REWALK MAY 2015
Walks Isle of Arran – Author: Richard Hallewell
Re walked by Richard Legate
The areas covered by some of our mainland guides can appear arbitrary, but the island guides are more easily understood. This guide covers the island of Arran, in the Firth of Clyde, plus little Holy Island, in Lamlash Bay.
Arran is large enough (20 miles/32km by 10 miles/16km) to allow walkers to visit for a week and find new walking every day, and varied enough that they will be able to find something truly different each day. This variety has led to the island being described as a ‘Scotland in miniature’, with a mountainous interior, low land around the coast, moorland and woodland. The best known walk (and people will often visit the island purely to complete it) is the climb up Goatfell: a 2867ft/874m peak, surrounded by other peaks and ridges, which can be climbed directly from the ferry terminal in Brodick. It is a terrific climb, and the views from the summit are as good as any in Scotland (seebottom left), but it would be a mistake to concentrate on this one walk to the exclusion of everything else the island has to offer. There is a coastal path running right round the island, for example, and individual sections – notably the Cock of Arran, in the north, and the headlands between Brodick and Lamlash – provide fine walking. Elsewhere, there is an excellent woodland walk to Glenashdale Falls, the path to the extraordinary standing stones at Machrie (see centre left), and the fine paths across the wooded slopes around Brodick Castle.

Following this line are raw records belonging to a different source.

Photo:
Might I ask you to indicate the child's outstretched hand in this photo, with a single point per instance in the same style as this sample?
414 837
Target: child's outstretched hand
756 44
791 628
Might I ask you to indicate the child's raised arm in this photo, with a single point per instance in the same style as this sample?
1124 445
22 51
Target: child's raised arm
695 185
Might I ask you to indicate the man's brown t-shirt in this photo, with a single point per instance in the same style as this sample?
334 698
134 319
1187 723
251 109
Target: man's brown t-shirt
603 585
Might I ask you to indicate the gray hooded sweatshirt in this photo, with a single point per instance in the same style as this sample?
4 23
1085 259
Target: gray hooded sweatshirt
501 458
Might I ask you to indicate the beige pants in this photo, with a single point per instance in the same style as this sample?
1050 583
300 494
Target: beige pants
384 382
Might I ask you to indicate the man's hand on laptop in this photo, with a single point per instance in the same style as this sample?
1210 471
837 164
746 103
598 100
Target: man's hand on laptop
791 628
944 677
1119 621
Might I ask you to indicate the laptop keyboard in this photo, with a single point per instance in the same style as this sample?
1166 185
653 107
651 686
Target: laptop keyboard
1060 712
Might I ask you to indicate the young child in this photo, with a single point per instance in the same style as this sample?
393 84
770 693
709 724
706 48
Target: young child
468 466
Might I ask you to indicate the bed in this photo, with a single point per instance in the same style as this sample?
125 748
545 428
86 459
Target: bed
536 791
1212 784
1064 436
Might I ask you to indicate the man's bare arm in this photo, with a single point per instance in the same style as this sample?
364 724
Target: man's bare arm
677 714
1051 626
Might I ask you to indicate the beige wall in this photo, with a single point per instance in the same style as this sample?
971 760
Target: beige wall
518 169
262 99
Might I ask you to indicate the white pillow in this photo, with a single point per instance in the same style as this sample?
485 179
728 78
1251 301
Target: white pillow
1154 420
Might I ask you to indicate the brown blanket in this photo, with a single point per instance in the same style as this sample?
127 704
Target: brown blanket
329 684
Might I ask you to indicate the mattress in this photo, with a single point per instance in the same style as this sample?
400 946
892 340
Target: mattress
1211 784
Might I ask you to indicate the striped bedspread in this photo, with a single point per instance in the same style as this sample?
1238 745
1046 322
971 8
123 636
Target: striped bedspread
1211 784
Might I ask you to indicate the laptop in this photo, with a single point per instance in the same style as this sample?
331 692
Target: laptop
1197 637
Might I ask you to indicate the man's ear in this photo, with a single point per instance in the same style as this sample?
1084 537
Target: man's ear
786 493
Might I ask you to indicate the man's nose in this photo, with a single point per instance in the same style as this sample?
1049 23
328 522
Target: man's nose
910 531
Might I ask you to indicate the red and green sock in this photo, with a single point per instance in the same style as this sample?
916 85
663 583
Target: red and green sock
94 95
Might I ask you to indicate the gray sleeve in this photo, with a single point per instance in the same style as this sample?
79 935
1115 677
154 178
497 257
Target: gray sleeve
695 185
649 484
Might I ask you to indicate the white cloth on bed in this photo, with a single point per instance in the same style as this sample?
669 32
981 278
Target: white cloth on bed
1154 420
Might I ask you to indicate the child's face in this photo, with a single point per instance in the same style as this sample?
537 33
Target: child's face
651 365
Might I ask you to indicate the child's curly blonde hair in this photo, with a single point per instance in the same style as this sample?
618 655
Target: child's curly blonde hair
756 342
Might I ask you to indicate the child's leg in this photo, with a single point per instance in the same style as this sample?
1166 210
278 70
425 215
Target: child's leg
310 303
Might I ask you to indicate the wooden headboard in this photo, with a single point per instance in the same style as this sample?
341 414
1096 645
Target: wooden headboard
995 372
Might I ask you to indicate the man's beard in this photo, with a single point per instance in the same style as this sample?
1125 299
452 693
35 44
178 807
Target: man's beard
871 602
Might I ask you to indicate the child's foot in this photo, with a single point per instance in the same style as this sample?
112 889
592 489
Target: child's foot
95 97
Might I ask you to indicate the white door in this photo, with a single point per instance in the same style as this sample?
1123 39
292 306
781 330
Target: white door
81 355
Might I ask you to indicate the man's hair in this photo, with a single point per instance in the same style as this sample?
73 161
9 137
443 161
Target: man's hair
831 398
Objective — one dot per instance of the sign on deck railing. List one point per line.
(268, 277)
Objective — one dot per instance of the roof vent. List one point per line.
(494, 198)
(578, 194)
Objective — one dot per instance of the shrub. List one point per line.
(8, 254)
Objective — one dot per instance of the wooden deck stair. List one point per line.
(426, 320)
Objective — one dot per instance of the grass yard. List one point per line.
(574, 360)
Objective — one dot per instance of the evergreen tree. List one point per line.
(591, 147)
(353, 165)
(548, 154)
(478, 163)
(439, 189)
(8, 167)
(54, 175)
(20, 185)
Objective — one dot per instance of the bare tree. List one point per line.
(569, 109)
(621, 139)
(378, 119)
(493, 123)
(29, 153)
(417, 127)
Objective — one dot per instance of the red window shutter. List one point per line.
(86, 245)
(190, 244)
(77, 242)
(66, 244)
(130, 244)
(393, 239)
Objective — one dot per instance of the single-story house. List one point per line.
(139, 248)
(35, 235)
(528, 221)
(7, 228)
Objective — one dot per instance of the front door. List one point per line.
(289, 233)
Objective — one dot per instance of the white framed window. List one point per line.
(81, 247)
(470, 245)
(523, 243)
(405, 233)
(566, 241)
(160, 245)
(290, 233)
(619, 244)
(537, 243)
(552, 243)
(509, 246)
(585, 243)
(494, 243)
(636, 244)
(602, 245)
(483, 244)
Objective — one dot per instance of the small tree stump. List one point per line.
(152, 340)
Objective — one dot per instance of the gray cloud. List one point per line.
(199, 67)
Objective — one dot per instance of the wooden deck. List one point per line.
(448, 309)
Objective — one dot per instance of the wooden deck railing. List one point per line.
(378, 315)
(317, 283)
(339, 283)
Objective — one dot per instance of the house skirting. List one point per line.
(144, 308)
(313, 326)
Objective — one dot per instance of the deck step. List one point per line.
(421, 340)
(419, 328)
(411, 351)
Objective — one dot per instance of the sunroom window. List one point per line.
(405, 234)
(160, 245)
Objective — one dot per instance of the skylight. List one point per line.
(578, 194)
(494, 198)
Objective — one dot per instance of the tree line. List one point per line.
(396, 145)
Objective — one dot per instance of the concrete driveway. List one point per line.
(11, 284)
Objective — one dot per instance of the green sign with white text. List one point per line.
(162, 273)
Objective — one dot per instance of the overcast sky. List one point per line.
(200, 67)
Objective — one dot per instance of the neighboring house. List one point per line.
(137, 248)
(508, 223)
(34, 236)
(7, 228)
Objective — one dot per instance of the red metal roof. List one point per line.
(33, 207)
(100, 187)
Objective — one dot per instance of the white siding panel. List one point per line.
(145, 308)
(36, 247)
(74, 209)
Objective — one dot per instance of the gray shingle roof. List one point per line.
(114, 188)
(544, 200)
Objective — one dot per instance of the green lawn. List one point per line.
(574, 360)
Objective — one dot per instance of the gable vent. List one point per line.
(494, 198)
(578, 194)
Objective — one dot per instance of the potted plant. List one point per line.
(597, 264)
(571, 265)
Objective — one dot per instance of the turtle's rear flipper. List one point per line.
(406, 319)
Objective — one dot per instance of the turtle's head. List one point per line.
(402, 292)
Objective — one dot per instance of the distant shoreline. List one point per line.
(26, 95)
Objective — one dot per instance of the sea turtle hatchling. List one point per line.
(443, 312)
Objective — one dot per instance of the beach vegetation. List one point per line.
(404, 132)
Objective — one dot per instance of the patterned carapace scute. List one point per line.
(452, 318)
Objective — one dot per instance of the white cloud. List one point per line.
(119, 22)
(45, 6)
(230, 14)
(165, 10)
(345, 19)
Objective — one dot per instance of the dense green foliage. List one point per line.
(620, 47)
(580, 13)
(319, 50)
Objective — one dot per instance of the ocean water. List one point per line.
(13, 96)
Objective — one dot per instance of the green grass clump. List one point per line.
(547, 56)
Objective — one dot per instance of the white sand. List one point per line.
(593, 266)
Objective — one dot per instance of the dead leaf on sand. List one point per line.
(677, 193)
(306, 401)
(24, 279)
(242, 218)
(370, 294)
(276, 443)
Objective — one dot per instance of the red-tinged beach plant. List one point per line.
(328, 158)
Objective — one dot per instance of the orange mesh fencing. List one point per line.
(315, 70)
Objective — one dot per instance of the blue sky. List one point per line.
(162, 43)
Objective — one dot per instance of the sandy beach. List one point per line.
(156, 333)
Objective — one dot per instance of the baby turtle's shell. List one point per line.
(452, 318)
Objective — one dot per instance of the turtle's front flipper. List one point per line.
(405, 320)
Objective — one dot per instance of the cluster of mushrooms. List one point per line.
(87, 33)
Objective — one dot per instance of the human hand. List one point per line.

The population of the island is small – around 5,000 – but all services are available. Also, navigation around the island is simple: there are only three significant roads and a good bus service.
The guide has been completely reworked and updated, but there have been no major changes. There is currently significant forestry work being undertaken north of Sannox, but the changes to the existing routes are well signposted on the ground.